Chart: Medical marijuana patient counts keep rising in Canada

By Eli McVey

Canada’s medical marijuana program continues to surge, with 30,000-plus patients enrolling last quarter to boost the total count over 200,000.

That marks three straight years of quarter-over-quarter patient growth for the program and a 168% increase from just one year ago.

To put these figures in perspective, the number of registered MMJ patients in Canada sits just below Michigan – the second-largest U.S. medical marijuana market in terms of patient counts – though it will likely surpass the state before the end of 2017.

Growth in the number of Canadian MMJ patients corresponds with the rise of large, federally licensed marijuana producers in the country, which began selling MMJ directly to registered patients by mail in 2014.

Because Canada’s MMJ industry is regulated at the federal level, the country’s 58 licensed marijuana producers operate in a relatively stable legal environment – allowing these businesses to raise significant amounts of capital and grow to a size and scale not seen in the United States.

That’s made marijuana much more available in the country.

Some believe that patients are taking advantage of the liberal list of qualifying MMJ conditions to legally acquire cannabis for recreational purposes. Others, however, attribute the rise in patients to increased awareness of the potential medicinal uses of marijuana among both the general public and physicians.

In any case, patient counts are expected to keep climbing well into the future. Health Canada originally estimated the number of medical marijuana registrations would hit 425,000 by 2024, which – considering the program’s current growth trajectory – could prove to be much too conservative.

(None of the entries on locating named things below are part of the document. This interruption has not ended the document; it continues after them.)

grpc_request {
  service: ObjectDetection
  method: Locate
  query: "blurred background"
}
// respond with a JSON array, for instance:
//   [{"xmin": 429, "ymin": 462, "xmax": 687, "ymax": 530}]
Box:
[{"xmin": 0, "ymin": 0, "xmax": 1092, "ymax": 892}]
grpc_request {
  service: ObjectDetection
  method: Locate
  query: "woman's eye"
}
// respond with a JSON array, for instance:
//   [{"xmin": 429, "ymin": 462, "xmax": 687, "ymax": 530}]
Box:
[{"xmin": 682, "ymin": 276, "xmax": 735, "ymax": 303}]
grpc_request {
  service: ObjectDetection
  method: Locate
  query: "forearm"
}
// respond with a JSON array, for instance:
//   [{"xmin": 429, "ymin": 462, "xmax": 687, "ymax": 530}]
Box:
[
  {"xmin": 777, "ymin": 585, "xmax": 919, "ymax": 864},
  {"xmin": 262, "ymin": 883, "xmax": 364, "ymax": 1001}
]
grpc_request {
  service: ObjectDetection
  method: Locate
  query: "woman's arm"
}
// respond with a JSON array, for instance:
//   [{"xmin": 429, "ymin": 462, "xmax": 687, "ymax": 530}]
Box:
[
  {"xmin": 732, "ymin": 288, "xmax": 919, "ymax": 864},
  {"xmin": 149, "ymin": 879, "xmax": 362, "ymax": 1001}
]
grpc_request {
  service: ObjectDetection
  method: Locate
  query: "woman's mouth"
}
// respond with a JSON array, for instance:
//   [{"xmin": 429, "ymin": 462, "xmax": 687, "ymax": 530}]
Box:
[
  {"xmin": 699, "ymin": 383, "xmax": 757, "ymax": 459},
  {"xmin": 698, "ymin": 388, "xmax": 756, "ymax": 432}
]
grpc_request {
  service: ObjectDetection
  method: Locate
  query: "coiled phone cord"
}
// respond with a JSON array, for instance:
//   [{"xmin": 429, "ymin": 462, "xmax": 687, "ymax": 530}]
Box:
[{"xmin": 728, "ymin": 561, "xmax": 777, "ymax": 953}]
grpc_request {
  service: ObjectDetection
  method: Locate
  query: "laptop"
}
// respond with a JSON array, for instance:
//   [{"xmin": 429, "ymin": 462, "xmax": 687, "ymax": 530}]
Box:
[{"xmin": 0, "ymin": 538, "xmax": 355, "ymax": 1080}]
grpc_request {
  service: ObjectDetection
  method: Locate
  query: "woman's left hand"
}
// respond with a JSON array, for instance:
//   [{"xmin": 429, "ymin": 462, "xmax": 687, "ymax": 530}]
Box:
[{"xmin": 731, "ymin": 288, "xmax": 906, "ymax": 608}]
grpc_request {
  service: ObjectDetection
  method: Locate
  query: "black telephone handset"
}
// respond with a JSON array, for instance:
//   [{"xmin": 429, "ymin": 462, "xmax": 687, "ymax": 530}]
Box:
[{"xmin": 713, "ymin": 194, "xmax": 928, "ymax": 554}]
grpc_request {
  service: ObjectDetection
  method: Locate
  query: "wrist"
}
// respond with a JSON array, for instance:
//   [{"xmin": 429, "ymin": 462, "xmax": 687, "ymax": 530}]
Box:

But impending adult-use legalization in Canada – scheduled to take effect in July 2018 – will affect the medical market, though to what extent remains to be seen.

While patient counts increased by 20% in the second quarter of 2017, it’s the second consecutive quarter where the rate of growth has slowed on a percentage basis.

Some of this may stem from potential patients choosing not to register for the MMJ program, holding out instead for rec legalization or continuing to buy from the black market.

It’s too soon to draw such conclusions, however, because it’s natural for growth rates to slow over time – especially in a program of this size.